Dunnett's Test
A Dunnett's Test is a post-hoc multiple comparison procedure that compares each number of treatment with a single control group.
- Context:
- It is a procedure developed by Charles Dunnet (1995).
- See: Multiple Comparisons Problem, Statistical Test, Student's t-Test.
References
2016
- (Wikipedia, 2016) ⇒ http://en.wikipedia.org/wiki/Dunnett's_test Retrieved 2016-08-21
- In statistics, Dunnett's test is a multiple comparison procedure developed by Canadian statistician Charles Dunnett to compare each of a number of treatments with a single control. Multiple comparisons to a control are also referred to as many-to-one comparisons.

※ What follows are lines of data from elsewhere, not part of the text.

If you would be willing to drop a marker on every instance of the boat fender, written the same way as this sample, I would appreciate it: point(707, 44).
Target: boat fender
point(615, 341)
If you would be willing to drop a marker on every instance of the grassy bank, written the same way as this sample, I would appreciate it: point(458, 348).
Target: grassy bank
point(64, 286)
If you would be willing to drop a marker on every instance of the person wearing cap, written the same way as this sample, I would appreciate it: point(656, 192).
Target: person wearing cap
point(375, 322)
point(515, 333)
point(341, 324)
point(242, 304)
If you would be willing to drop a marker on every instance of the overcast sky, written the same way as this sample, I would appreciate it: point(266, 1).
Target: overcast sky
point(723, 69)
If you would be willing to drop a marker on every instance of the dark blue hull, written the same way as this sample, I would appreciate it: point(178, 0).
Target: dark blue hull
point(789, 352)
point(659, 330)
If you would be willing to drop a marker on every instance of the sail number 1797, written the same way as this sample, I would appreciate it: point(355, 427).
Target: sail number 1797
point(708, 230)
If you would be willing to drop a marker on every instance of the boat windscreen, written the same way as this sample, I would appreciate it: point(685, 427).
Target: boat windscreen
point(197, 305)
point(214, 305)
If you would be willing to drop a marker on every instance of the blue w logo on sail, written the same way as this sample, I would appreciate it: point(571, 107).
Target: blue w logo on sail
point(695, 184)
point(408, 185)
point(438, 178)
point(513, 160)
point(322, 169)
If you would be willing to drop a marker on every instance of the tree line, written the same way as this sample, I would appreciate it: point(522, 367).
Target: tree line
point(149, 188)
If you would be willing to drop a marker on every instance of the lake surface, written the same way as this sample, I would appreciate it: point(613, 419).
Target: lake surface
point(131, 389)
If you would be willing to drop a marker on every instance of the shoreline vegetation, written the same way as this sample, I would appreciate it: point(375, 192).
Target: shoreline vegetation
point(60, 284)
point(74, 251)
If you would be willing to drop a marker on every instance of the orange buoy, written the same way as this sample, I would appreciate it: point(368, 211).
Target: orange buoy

(...)Dunnett's test is performed by computing a Student's t-statistic for each experimental, or treatment, group where the statistic compares the treatment group to a single control group. Since each comparison has the same control in common, the procedure incorporates the dependencies between these comparisons. In particular, the t-statistics are all derived from the same estimate of the error variance which is obtained by pooling the sums of squares for error across all (treatment and control) groups. The formal test statistic for Dunnett's test is either the largest in absolute value of these t-statistics (if a two-tailed test is required), or the most negative or most positive of the t-statistics (if a one-tailed test is required).
- In statistics, Dunnett's test is a multiple comparison procedure developed by Canadian statistician Charles Dunnett to compare each of a number of treatments with a single control. Multiple comparisons to a control are also referred to as many-to-one comparisons.
- In Dunnett's test we can use a common table of critical values, but more flexible options are nowadays readily available in many statistics packages such as R. The critical values for any given percentage point depend on: whether a one- or- two-tailed test is performed; the number of groups being compared; the overall number of trials.